When we talk about data in computational linguistics we usually mean text data or audio files. While this data is meaningful to us, to the computer data is always just sequences of numbers. So to a computer the character i is 1101001. Fortunately, we never have to engage with this numeric representation - we can input an i into a computer and it will be converted into the computer's language for us.

A similar situation arises with the instructions that a computer applies to data. The instructions that the computer sees are in a purely numeric format known as machine code. Fortunately, we as users do not need to engage with machine code. Instead, we use what is known as a programming language. This is a much easier to read and write language that we input and which is converted to machine code for us.

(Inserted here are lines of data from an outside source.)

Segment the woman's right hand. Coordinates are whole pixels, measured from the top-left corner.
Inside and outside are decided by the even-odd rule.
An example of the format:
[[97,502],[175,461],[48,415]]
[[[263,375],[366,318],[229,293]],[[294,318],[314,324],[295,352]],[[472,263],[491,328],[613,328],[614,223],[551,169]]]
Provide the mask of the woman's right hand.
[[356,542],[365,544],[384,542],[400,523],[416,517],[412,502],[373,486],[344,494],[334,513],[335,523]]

The programming language we will employ for this module is called Python.

## Variables and datatypes
Data in Python programs is manipulated using variables. A variable is like a box in which you can store information of any kind. You assign data to variables using the assignment operator =. For example you can store the number 10 as the variable i as follows:

In [5]:
i = 5

Once stored these variables can be manipulated, for example using the standard mathematical operators for addition "+", subtraction "-", multiplication "*" and division "/". For example:

In [6]:
i+1*3/2

6.5

Data in Python has different types. i, as a whole number, is an integer, or int. The output from the operations above, since it contains a decimal point is a floating point number or float. There are other types of numbers in Python but it is these two you will work with most.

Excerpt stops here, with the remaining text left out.